Good or bad customer reviews, you have to do more than wait for them. You have to manage them — and here are six best practices for doing that.
The hope is that most of your reviews are sparkling. But even the honest, not-so-good reviews can help you grow business and keep customers satisfied.
Here’s why: More than 60% of customers look at online reviews before they decide to buy, researchers found. And bad reviews don’t necessarily hurt decisions to buy. Almost 70% of customers trust reviews more when they see a combination of good and bad feedback, a Reevoo study found.
You want to focus more on how well you manage all the reviews than on whether they’re good or bad. (Although, if you have all bad reviews, you likely have some work to do on your products, services and/or customer experience.)
1. Ask for them
Putting a “write a review” button on your website or product page is a start, but it’s not enough.

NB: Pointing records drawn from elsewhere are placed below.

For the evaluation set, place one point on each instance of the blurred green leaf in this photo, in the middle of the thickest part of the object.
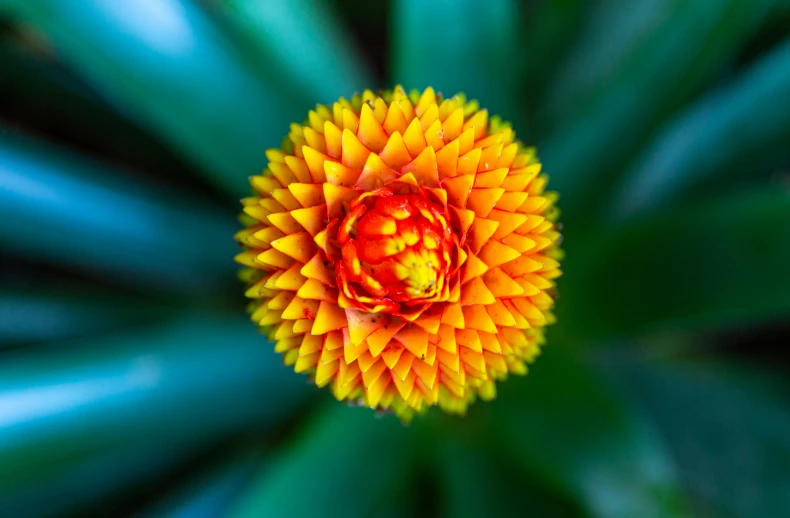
(752, 116)
(57, 207)
(40, 313)
(97, 480)
(166, 65)
(703, 264)
(38, 93)
(551, 29)
(211, 493)
(637, 64)
(476, 482)
(172, 387)
(346, 463)
(304, 41)
(566, 427)
(461, 47)
(729, 430)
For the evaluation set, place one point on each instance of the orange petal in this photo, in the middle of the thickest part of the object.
(299, 246)
(307, 194)
(395, 154)
(424, 168)
(379, 339)
(501, 284)
(482, 200)
(354, 152)
(476, 292)
(317, 269)
(480, 233)
(458, 189)
(415, 339)
(495, 253)
(476, 317)
(313, 219)
(370, 132)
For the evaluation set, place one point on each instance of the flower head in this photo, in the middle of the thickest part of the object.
(401, 248)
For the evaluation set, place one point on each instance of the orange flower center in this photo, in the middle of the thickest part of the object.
(397, 249)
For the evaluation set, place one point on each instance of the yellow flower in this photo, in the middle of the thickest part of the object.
(401, 249)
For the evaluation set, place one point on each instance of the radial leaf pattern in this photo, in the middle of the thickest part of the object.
(401, 249)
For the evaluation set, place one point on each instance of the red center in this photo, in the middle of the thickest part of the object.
(397, 250)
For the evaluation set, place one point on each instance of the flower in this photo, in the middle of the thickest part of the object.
(401, 249)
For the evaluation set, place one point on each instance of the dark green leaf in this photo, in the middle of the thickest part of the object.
(638, 64)
(566, 427)
(346, 463)
(729, 430)
(477, 482)
(727, 132)
(59, 208)
(704, 264)
(460, 47)
(303, 40)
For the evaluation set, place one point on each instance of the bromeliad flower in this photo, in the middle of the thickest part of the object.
(401, 248)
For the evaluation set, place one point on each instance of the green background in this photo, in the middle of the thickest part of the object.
(131, 382)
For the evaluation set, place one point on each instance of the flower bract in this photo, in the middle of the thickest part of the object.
(401, 248)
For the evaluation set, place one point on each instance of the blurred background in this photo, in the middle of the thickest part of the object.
(132, 383)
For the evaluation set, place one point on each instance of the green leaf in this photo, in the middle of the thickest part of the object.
(550, 32)
(165, 64)
(729, 429)
(699, 265)
(44, 313)
(636, 66)
(728, 132)
(566, 427)
(346, 463)
(212, 492)
(169, 389)
(57, 207)
(460, 47)
(477, 482)
(43, 94)
(304, 41)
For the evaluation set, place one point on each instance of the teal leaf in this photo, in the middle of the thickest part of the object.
(212, 492)
(169, 389)
(703, 264)
(636, 65)
(165, 64)
(460, 47)
(57, 207)
(346, 463)
(728, 132)
(42, 92)
(729, 428)
(44, 312)
(303, 40)
(565, 426)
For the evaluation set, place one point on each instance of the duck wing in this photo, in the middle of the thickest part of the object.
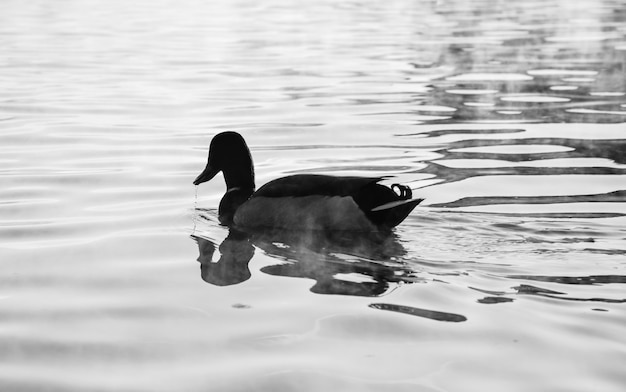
(302, 185)
(381, 205)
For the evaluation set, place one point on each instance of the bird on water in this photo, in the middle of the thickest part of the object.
(301, 201)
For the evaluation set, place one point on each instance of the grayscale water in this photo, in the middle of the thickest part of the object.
(506, 117)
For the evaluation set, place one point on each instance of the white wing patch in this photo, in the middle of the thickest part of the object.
(303, 213)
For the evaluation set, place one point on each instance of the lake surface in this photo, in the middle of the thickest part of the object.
(506, 117)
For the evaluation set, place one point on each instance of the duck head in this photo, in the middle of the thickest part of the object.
(229, 154)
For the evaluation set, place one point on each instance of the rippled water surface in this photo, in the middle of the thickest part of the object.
(506, 117)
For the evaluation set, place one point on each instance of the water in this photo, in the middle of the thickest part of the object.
(508, 118)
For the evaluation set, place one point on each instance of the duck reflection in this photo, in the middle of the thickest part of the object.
(236, 251)
(339, 262)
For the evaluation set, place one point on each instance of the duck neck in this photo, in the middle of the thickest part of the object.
(231, 201)
(239, 177)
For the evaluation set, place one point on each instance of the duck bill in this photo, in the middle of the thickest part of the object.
(208, 173)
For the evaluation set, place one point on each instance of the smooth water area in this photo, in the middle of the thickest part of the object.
(506, 117)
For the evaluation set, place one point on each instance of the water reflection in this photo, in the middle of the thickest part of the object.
(236, 251)
(339, 262)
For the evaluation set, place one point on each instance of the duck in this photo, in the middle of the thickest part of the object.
(300, 201)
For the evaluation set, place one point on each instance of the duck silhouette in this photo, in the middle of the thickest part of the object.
(302, 201)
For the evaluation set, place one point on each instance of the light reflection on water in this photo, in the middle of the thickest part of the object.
(508, 118)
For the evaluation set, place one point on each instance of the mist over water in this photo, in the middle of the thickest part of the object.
(506, 117)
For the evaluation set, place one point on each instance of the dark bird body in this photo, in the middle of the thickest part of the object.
(303, 201)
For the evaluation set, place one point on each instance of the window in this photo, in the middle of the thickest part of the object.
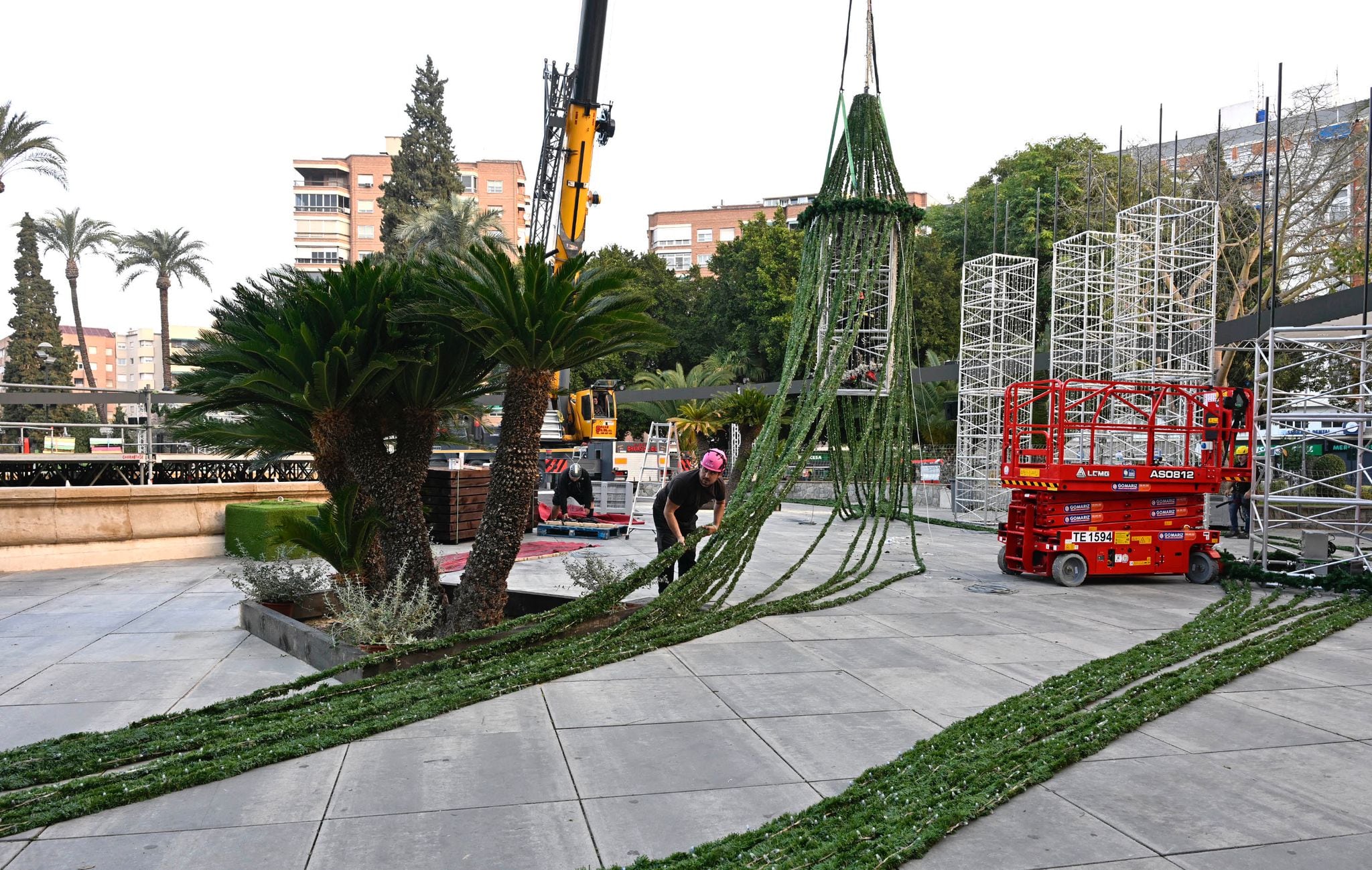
(678, 261)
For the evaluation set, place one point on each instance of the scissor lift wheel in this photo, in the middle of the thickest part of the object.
(1069, 568)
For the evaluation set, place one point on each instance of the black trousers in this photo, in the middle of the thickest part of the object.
(666, 541)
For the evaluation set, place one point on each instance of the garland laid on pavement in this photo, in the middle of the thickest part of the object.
(898, 811)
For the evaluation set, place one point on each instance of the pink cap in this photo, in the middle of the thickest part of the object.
(713, 460)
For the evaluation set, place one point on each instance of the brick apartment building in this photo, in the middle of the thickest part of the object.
(689, 238)
(338, 217)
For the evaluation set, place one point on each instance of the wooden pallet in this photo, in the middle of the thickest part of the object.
(582, 530)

Build it into your customer service model. Send customers an email after they receive a product or experience a service, inviting them to write reviews. Give service pros who talk or interact online with customers the time to invite customers to write reviews.
Tell customers in email or in conversation, “We value your input and would like any feedback you can give. Please tell us about your experience.” Then give them a link.

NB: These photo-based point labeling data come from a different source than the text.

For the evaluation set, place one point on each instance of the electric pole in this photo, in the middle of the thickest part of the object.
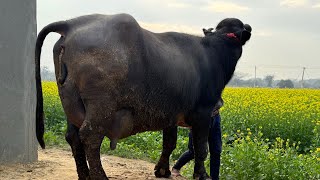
(303, 69)
(255, 76)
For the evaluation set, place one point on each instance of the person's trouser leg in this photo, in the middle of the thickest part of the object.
(215, 146)
(186, 156)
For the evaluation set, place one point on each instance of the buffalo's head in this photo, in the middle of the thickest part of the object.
(234, 28)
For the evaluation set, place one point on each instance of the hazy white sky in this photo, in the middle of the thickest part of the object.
(285, 35)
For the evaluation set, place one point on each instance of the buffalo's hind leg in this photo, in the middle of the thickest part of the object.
(72, 137)
(91, 136)
(169, 144)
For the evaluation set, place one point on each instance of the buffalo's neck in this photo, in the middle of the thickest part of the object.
(223, 56)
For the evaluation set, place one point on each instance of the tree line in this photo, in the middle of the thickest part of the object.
(238, 80)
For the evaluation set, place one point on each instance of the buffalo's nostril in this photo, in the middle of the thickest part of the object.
(247, 27)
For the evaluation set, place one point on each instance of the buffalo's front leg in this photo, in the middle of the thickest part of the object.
(168, 145)
(92, 137)
(72, 137)
(200, 132)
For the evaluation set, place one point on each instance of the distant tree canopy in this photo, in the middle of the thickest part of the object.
(285, 84)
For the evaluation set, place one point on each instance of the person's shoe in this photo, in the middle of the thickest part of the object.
(175, 172)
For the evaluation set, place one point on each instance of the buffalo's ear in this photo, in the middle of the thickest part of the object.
(245, 36)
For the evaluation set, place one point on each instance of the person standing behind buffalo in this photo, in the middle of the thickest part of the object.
(215, 146)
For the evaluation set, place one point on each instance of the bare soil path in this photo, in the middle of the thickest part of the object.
(56, 164)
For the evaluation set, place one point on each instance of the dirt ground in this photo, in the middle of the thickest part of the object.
(54, 164)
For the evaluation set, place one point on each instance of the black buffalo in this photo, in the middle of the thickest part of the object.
(116, 79)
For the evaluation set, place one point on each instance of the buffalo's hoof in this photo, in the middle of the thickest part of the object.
(98, 177)
(204, 176)
(162, 172)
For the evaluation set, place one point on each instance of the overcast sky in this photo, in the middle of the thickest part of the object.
(285, 35)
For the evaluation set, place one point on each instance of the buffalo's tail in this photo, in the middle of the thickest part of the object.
(60, 27)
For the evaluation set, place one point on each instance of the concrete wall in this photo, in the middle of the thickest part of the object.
(17, 82)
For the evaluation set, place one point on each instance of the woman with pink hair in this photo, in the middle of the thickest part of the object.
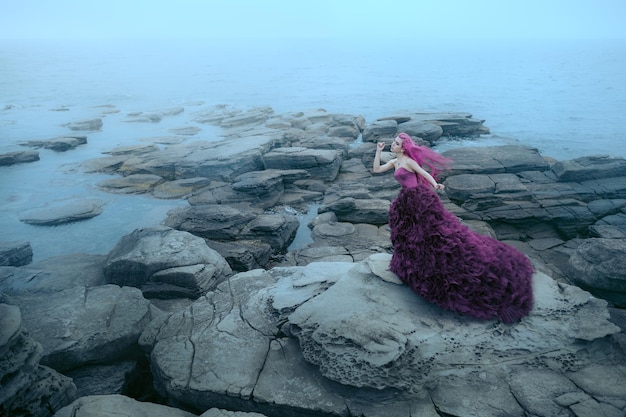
(440, 258)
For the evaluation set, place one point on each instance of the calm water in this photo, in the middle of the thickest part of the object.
(568, 99)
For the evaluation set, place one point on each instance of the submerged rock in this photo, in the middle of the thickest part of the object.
(165, 263)
(28, 388)
(19, 157)
(61, 212)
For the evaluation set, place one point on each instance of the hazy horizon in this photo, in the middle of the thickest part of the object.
(275, 19)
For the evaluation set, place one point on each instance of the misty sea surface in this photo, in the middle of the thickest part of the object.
(565, 98)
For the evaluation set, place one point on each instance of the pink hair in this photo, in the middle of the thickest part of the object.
(428, 159)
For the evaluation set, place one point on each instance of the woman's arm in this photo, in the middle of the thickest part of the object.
(421, 171)
(377, 168)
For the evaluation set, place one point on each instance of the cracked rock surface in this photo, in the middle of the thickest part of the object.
(334, 338)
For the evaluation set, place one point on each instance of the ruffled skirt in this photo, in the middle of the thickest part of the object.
(454, 267)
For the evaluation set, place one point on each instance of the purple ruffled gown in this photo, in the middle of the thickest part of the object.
(449, 264)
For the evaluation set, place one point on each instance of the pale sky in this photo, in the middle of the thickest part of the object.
(420, 19)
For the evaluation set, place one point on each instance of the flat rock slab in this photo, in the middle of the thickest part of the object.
(19, 157)
(63, 212)
(82, 325)
(334, 337)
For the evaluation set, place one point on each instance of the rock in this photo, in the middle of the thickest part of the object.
(265, 188)
(417, 129)
(28, 388)
(179, 188)
(370, 211)
(109, 405)
(221, 161)
(88, 124)
(275, 229)
(132, 150)
(102, 379)
(80, 325)
(186, 130)
(218, 222)
(244, 255)
(496, 160)
(250, 117)
(60, 144)
(211, 221)
(372, 339)
(590, 167)
(599, 266)
(19, 157)
(16, 253)
(62, 212)
(322, 164)
(132, 184)
(216, 412)
(380, 129)
(165, 263)
(54, 274)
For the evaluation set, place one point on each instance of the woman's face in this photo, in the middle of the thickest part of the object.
(396, 145)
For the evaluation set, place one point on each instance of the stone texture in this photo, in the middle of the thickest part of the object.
(28, 389)
(62, 212)
(15, 253)
(321, 338)
(165, 263)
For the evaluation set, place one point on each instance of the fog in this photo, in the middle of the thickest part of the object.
(274, 19)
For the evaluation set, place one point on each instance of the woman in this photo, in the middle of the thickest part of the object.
(439, 257)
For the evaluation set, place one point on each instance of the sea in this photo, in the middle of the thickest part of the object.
(567, 98)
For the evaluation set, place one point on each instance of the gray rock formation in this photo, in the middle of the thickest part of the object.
(259, 234)
(15, 253)
(60, 144)
(322, 164)
(18, 157)
(81, 325)
(62, 212)
(599, 265)
(333, 338)
(28, 388)
(86, 124)
(109, 405)
(165, 263)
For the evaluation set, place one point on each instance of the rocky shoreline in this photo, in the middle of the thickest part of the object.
(216, 313)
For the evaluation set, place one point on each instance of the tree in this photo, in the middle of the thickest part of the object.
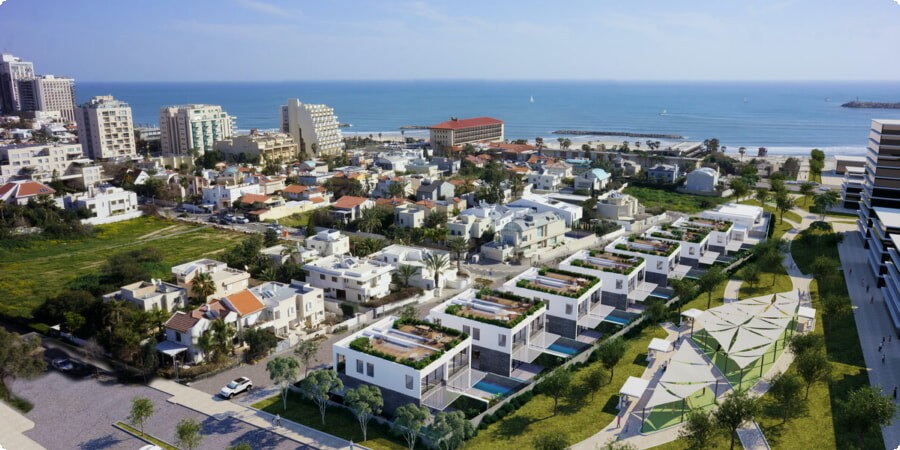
(365, 402)
(283, 371)
(785, 389)
(708, 282)
(813, 367)
(317, 386)
(307, 351)
(806, 190)
(19, 358)
(188, 434)
(202, 286)
(550, 441)
(409, 419)
(610, 353)
(556, 385)
(405, 272)
(141, 411)
(450, 430)
(866, 410)
(594, 379)
(436, 263)
(459, 245)
(734, 411)
(699, 429)
(751, 274)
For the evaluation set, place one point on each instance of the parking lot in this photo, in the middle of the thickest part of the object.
(79, 412)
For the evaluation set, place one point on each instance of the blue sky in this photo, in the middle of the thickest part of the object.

2. Review reviews regularly
“Regularly” is practically all the time. Set up alerts so a customer service pro (or pros) know when a new review posts. Reviews need quick responses so customers know you want to stay engaged with them.
This allows you to stay on top of issues that should be resolved immediately. Plus, when you put up a response, it lets customers know that you’re listening when they speak.
3. Respond, regardless of the flavor
Whether they’re good, bad or ugly, you want to respond to reviews, if not immediately, eventually. If you don’t, customers will think you don’t care.
For negative reviews, apologize for the situation, inconvenience or frustration. Then offer to take the interaction to a more personal level — email or phone call. Handle it quickly. You might say, “Hello, Lou. I’m sorry about your poor experience. If you’re open to it, I’d like to work with you directly to get this resolved. You can reach me at firstname.lastname@example.org to give us more feedback and allow me to make it up to you.”
For positive reviews, give a quick reply of thanks and a commitment to continue providing a positive experience. Don’t gloat after a great review. Your thank-you response is enough.
4. Monitor your mentions
Not all of your reviews will come directly to you. Some customers will just mention you in social media or other review platforms, and those comments or reviews can have an impact on your reputation.
You still want to respond to outside reviews, thanking customers for the positive mentions and offering to resolve issues in the negative mentions.
You can find many programs to track mentions of your products and company name across the major social platforms and review sites.
5. Be everywhere customers are
Dig a little deeper to find review sites other than the biggies, such as Yelp and Angie’s List.
There are industry-specific sites based on business categories. Also, ask trusted customers which review sites they commonly use to help you pinpoint others to monitor.
6. Use your reviews
The most important thing you can do with your reviews is use them to improve your business. If you ask for feedback, incorporate what customers say in your product, experience, marketing and sales plans.
Reviews often point to what’s working and what isn’t. Use that to incorporate ways to do more of what works and less of what doesn’t.